Die bis­he­ri­gen Ansätze, Erythrozyten und Thrombozyten im Labor zu ent­wickeln, waren nur mäßig erfolg­reich. Deshalb ver­fol­gen Wissenschaftlerinnen und Wissenschaftler jetzt einen ande­ren Forschungsschwerpunkt. In Dresden bei­spiels­wei­se arbei­tet Tonn mit sei­nem Team dar­an, die Vorläufer- oder Mutterzellen der roten Blutkörperchen zu züch­ten. So bezeich­net man die Zellen, aus denen sich dann spä­ter die aus­ge­reif­ten Blutzellen entwickeln.…

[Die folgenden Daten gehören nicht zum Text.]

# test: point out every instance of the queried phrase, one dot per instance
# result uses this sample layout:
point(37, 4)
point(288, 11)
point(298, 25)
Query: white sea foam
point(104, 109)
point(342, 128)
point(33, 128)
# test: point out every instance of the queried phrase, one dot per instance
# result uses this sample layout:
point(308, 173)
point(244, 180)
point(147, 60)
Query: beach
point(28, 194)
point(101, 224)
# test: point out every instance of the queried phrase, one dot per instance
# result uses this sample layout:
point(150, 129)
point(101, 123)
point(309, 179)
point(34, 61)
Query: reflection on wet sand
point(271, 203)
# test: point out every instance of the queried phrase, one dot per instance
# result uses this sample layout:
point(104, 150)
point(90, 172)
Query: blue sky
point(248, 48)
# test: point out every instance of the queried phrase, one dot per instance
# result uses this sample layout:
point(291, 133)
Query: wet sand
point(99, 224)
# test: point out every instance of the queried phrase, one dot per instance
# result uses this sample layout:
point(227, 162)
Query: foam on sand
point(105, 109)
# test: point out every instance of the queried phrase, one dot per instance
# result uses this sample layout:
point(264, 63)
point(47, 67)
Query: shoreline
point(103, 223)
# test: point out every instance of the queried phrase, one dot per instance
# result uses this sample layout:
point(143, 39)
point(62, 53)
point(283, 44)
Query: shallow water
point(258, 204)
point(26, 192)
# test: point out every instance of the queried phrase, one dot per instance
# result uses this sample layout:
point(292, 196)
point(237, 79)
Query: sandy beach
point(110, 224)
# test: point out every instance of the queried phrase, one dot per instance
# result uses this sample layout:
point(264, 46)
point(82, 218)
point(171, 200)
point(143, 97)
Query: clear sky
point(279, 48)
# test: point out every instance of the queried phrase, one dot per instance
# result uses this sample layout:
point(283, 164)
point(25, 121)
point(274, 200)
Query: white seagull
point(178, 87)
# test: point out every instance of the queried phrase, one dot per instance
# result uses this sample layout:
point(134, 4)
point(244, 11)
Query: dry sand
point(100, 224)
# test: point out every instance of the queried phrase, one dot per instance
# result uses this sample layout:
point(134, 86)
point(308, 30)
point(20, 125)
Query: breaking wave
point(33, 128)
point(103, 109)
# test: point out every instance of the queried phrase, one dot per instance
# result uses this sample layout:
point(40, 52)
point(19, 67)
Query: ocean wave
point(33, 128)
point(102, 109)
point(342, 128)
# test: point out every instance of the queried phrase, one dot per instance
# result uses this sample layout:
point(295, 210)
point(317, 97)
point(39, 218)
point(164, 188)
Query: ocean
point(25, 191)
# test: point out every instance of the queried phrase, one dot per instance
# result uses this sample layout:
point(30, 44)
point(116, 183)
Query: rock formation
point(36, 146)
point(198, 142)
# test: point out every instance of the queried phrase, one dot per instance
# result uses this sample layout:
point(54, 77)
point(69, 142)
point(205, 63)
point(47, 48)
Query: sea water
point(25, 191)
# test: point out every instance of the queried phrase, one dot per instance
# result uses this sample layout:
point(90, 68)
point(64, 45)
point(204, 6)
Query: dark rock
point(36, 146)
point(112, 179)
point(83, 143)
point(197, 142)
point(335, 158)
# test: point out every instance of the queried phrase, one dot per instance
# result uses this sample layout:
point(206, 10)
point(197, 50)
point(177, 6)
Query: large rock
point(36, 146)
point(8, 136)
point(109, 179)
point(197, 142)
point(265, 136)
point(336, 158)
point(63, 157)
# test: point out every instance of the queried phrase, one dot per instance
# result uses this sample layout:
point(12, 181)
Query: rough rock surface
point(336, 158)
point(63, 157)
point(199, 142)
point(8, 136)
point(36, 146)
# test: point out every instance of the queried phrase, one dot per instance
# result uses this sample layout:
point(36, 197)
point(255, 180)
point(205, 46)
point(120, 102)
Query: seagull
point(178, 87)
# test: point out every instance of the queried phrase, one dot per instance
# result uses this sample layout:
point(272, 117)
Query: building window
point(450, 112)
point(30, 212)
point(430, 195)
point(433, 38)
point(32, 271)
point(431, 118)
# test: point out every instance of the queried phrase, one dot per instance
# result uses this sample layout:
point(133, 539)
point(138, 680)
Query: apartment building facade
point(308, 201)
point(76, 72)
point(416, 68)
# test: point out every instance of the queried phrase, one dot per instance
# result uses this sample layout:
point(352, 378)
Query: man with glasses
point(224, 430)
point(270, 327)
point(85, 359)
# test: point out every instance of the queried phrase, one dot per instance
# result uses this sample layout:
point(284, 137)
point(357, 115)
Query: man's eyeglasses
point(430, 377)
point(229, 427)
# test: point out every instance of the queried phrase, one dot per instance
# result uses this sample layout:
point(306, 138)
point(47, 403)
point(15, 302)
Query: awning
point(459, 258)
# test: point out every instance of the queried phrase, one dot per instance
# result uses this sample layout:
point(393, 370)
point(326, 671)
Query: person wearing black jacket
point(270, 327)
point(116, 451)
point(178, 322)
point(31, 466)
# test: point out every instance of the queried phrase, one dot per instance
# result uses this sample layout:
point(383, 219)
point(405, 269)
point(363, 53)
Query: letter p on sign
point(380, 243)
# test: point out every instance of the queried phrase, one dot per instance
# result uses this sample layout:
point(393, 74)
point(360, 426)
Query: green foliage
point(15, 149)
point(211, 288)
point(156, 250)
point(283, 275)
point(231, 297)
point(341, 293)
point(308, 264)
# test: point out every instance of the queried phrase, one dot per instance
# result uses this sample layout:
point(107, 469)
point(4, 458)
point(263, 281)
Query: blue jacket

Bis künst­lich her­ge­stell­tes Blut tat­säch­lich ver­füg­bar ist, wird es ver­mut­lich noch ein paar Jahre dau­ern. Regelmäßige Blutspenden aus der Bevölkerung sind des­halb unver­zicht­bar, um die Versorgung mit Blut für die Betroffenen best­mög­lich zu sichern.«


Transfusionsmedizin und Drostens Dissertation

Der Legende zufol­ge hat Christian Drosten eine Dissertation am Institut für Transfusionsmedizin in Frankfurt am Main erar­bei­tet, wäh­rend er zeit­gleich in Hamburg am Bernhard-Nocht-Institut tätig war. Sowohl über den Titel wie vor allem über das Jahr die­ser fast zwan­zig Jahre ver­schol­le­nen Arbeit gibt es die unter­schied­lich­sten Angaben. Ausführlich zu die­sem Umstand siehe:

Drosten-Dissertation: Ist das pingelig?

3 Antworten auf „Gibt es bald künstliches Blut aus dem Labor?“

  1. Naja, da man Nanolipide her­stel­len kann, geht es wohl auch mit Mikrolipiden. Ein Erythrozyt hat einen Durchmesser von 8 Mikrometer. Die Membran besteht aus einer Doppelschicht Pospholipiden, wie alle Zellmembranen. Offenbar ist es nicht so ein­fach, so gro­ße Phospholipide herz­stel­len, die im Inneren Hämoglobin ent­hal­ten. Daher muss wohl gezüch­tet wer­den. Da Erythrozyten kei­nen Kern haben, kann das nur aus einer Vorläuferzelle aus dem Knochenmark funktionieren.
    Dann mal viel Glück. das wird ein Weilchen dauern.

  2. Künstliches Blut (*) gibt es schon lan­ge. Oder glau­ben Sie daß das Blut in den Kriminalfilmen echt ist?